23 April 2015, The Tablet

Cornwall’s only Catholic secondary cuts link with Church


The first Catholic free school in Britain is to cut its link with the Church.

St Michael’s in Camborne, the only Catholic secondary in Cornwall, opened in 2012 but the Catholic parents who set it up say they cannot afford to continue. It will now be taken over by the Camborne Science and International Academy, and will no longer have church affiliation.

Separately, the head teacher has resigned and has been investigated by the Diocese of Plymouth. It emerged this week that a number of teachers at the school raised grievances against head teacher Neil Anderson, who subsequently resigned “for personal reasons”. David Guiterman of the Cornwall branch of the Association of Teachers and Lecturers said staff wrote to the chair of governors and requested that Plymouth diocese launch an investigation, which it subsequently did. He said he had not seen the results of the investigation, which was carried out in the autumn of last year.

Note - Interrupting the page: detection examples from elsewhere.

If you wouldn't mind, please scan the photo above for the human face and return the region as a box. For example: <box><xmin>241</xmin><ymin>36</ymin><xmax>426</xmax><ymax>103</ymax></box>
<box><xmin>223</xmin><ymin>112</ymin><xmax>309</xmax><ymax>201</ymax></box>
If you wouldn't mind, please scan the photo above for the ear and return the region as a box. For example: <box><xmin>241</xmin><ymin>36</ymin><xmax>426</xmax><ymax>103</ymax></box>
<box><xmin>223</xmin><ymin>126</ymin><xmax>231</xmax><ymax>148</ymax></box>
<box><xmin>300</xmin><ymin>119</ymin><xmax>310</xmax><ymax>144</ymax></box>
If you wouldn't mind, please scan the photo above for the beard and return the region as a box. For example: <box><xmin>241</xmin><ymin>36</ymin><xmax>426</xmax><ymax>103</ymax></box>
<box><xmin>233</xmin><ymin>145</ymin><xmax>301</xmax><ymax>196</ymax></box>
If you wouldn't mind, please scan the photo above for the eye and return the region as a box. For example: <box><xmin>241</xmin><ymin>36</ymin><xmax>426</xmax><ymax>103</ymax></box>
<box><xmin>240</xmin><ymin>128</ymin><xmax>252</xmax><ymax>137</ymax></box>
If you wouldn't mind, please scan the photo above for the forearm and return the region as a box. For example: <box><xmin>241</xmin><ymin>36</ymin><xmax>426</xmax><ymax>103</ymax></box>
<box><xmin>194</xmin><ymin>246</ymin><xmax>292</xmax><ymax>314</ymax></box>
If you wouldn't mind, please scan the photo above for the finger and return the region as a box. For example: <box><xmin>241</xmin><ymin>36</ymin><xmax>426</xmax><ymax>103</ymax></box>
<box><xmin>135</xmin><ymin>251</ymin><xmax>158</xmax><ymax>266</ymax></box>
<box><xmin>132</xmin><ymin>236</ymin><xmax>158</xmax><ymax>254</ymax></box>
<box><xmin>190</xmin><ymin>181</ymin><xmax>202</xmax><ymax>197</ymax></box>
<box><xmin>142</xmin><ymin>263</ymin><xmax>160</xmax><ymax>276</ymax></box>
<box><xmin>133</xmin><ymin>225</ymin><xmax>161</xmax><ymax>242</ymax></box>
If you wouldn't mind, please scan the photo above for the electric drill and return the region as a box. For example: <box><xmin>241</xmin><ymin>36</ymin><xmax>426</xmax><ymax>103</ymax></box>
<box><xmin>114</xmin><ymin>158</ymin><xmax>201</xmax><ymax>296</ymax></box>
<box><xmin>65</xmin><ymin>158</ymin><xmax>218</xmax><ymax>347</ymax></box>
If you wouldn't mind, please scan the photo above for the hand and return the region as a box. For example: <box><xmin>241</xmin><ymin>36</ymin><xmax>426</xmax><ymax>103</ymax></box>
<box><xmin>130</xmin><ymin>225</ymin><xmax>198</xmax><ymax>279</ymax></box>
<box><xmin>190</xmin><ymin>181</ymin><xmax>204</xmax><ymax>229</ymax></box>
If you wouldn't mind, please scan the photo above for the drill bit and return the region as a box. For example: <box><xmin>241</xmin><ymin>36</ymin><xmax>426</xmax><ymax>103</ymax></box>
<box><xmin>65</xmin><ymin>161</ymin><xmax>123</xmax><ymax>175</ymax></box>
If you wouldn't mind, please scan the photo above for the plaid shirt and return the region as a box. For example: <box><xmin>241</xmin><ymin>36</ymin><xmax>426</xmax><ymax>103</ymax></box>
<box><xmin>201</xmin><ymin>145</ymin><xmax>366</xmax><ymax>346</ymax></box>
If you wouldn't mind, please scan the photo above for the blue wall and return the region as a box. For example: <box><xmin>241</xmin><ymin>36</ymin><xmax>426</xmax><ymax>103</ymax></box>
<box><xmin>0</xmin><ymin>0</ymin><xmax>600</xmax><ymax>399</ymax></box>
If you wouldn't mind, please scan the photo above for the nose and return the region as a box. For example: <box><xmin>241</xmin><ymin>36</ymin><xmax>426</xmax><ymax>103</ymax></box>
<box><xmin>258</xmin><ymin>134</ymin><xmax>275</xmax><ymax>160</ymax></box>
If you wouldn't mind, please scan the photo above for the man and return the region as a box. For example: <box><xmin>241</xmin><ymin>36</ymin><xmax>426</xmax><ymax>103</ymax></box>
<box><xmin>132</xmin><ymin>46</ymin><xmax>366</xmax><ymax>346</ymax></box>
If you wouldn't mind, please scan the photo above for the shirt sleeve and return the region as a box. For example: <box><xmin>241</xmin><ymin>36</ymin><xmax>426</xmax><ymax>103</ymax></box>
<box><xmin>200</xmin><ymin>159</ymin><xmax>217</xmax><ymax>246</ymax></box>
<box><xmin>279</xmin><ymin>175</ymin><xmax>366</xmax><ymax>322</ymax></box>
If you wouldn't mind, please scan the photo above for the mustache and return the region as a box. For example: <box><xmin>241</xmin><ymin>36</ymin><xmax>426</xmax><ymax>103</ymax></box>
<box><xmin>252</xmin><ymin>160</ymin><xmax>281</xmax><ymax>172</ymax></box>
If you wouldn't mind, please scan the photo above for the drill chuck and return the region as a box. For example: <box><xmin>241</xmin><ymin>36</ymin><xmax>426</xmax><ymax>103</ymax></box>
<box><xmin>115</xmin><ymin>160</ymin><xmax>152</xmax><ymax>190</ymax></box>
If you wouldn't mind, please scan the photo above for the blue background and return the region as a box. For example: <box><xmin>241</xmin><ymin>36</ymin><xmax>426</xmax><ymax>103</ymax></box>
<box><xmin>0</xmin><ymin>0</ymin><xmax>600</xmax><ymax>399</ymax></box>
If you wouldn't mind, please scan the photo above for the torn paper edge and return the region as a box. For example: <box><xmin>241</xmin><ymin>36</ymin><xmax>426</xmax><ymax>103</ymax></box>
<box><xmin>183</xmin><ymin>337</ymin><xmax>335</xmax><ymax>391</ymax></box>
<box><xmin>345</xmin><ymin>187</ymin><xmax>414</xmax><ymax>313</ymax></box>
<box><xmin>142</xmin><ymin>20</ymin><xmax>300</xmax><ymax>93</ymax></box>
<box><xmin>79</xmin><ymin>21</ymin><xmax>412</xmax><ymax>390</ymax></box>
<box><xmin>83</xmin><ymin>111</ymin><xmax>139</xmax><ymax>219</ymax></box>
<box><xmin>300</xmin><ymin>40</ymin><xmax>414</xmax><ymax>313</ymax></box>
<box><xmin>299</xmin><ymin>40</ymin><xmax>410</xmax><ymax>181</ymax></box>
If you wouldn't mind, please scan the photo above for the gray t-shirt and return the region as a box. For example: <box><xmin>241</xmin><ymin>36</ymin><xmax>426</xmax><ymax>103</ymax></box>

When it opened, St Michael’s was heralded as a new chapter in Catholic education in Cornwall, a county where the Church’s education system has always been patchy. The Department for Education bought an old grammar school as its premises, at a cost of about £700,000.

But from the start it has been controversial, with local politicians claiming the purchase was “an absurd waste of taxpayers’ money”. Local Liberal Democrat Councillor Graham Walker said there was no demand for it, and that Cornwall already had 8,000 secondary school places that were not being taken up.

But the Catholic parents who set it up said it would increase choice, which parents in other counties took for granted.

Free schools are not usually supported because of a central cap on Catholic admissions, but because of the lack of any church schools at all in the region an exception was made for St Michael’s.

The Tablet has made attempts to contact Mr Anderson for a response.